Visit the moai of Rapa Nui (Easter Island): It takes 5½ hours to fly from the Chilean mainland to this remote island, marooned in the Pacific Ocean some 1930km (1200 miles) from its nearest neighbor, the similarly remote Pitcairn Islands. Yet it’s totally worth it. The minute you catch a glimpse of the enigmatic moai statues that line the Rapa Nui coast, you'll be rapt. Nobody is quite sure why these enormous effigies were carved out of volcanic stone between 1,000 and 1,500 CE, but there are more than 800 dotted around the island. The largest collections are found at Rano Raraku and Ahu Tongariki on the opposite side of the island from the only town, Hanga Roa.
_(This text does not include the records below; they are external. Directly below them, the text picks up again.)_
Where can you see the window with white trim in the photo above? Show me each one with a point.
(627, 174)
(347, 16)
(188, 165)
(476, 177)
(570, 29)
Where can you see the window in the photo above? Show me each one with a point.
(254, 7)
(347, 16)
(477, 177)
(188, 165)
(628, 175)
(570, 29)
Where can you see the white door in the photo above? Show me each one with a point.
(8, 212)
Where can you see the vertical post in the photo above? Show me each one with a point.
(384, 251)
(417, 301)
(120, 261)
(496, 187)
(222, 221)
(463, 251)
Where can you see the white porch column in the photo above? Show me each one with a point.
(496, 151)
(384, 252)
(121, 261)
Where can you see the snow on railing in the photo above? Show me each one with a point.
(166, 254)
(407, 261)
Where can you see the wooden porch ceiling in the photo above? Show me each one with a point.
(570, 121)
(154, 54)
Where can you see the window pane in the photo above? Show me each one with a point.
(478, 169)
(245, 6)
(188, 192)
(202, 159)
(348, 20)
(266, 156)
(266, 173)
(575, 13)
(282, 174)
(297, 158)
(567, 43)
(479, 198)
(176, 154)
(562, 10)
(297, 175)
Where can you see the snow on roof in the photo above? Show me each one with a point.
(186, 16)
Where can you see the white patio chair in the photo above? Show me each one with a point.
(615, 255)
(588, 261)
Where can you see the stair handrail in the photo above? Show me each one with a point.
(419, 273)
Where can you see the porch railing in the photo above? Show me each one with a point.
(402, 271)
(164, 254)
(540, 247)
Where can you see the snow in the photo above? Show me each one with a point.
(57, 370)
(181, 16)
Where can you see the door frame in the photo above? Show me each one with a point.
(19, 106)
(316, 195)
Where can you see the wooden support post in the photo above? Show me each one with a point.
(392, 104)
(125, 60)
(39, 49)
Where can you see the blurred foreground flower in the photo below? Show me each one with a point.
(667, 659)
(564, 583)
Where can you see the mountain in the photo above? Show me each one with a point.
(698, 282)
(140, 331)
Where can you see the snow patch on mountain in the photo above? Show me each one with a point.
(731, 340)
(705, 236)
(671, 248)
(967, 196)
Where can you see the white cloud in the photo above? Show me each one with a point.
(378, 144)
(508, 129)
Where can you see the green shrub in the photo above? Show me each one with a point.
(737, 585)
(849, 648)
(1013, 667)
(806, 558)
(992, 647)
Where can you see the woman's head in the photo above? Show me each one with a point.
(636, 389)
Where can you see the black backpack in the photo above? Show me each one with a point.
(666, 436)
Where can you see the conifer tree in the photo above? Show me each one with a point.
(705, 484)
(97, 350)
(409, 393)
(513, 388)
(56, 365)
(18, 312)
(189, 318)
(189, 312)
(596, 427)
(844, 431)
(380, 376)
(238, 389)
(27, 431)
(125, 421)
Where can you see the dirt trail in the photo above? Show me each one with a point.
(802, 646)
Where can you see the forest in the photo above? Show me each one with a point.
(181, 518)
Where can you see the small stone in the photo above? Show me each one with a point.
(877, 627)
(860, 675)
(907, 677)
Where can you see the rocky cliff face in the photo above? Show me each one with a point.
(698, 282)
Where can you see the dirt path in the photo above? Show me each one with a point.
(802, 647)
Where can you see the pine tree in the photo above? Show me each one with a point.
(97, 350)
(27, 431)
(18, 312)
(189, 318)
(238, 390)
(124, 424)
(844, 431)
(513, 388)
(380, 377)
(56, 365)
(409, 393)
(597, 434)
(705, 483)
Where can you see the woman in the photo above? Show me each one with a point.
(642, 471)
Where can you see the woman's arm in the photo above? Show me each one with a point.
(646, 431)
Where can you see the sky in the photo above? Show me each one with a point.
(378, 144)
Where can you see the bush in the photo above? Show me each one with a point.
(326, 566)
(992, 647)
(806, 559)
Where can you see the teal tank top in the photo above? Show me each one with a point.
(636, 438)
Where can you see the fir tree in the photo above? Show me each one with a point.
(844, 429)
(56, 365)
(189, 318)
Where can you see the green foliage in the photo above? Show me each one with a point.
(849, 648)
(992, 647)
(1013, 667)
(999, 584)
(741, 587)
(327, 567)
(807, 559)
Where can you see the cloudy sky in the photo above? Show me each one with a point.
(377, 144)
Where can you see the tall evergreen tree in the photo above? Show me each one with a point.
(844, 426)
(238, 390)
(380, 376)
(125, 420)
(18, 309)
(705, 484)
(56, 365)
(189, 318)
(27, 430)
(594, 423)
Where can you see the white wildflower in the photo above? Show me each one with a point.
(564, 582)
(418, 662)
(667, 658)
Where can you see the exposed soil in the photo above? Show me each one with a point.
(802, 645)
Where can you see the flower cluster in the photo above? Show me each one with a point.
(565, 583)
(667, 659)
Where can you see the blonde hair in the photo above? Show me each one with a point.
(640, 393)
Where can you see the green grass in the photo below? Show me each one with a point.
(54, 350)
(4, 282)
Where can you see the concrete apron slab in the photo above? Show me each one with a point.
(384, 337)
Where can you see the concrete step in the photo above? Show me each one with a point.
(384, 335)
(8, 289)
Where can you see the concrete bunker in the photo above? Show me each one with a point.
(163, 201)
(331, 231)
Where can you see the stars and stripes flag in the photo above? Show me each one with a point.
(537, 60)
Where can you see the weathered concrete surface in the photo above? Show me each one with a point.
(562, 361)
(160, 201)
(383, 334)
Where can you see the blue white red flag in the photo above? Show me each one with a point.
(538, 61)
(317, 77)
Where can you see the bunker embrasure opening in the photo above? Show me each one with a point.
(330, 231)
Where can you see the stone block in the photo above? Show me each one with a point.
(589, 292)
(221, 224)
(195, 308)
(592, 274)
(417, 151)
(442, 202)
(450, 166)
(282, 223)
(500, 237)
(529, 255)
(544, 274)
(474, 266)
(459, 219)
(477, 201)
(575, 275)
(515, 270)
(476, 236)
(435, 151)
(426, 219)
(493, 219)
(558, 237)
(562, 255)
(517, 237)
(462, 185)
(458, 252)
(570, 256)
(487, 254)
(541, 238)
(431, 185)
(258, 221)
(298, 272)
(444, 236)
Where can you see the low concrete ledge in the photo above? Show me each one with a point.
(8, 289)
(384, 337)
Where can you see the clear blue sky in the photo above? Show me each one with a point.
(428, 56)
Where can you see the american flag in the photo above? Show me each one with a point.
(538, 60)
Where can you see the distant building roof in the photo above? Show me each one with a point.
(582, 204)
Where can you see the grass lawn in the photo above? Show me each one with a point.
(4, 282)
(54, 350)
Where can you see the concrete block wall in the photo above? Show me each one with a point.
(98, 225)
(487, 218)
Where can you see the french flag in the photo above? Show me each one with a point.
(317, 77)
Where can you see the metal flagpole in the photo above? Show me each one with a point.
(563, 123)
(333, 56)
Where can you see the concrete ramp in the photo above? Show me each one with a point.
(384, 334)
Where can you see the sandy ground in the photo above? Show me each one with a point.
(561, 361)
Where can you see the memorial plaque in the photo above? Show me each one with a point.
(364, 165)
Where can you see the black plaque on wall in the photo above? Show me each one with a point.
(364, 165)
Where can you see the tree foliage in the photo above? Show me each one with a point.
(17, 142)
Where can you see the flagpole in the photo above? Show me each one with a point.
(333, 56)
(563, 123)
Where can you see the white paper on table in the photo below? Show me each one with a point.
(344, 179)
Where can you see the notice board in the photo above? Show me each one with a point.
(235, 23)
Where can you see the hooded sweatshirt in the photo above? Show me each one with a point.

Surf the Pacific Coast: With miles of empty ocean between Chile and Australia, the waves come fast and strong along the Pacific Coast. You can find top surf breaks at dozens of quaint towns dotting the coast of Middle Chile – Pichilemu is the most famous surf hub, but nearby Cobquecura and Matanzas also have good breaks. Then there are northern surf cities such as Iquique and Arica, close to the Peruvian border, where the desert comes right down to the beach and reef breaks deliver impressive barrels year-round. Just be ready for gnarly waves that are more suitable for pros than beginners.

Bathe in steamy hot springs: With so many volcanoes puffing along Chile’s Andean spine, it’s only natural that Chile should be blessed with abundant hot springs. The Lakes District resort town of Pucón is a top destination for some quality spa time, with access to a week’s worth of natural Jacuzzis in the surrounding rainforests, including the designer spa resort at Termas Geométricas near Coñaripe.  If a hot spring on the Altiplano is more your vibe, try the remote, natural and often free pools above San Pedro or close to the Aymara village of Putre. Prefer your hot springs on the edge of a Patagonian fjord? Try Puyuhuapi. Want something in the rugged Andes instead? Try Termas Valle de Colina, an easy day trip from Santiago.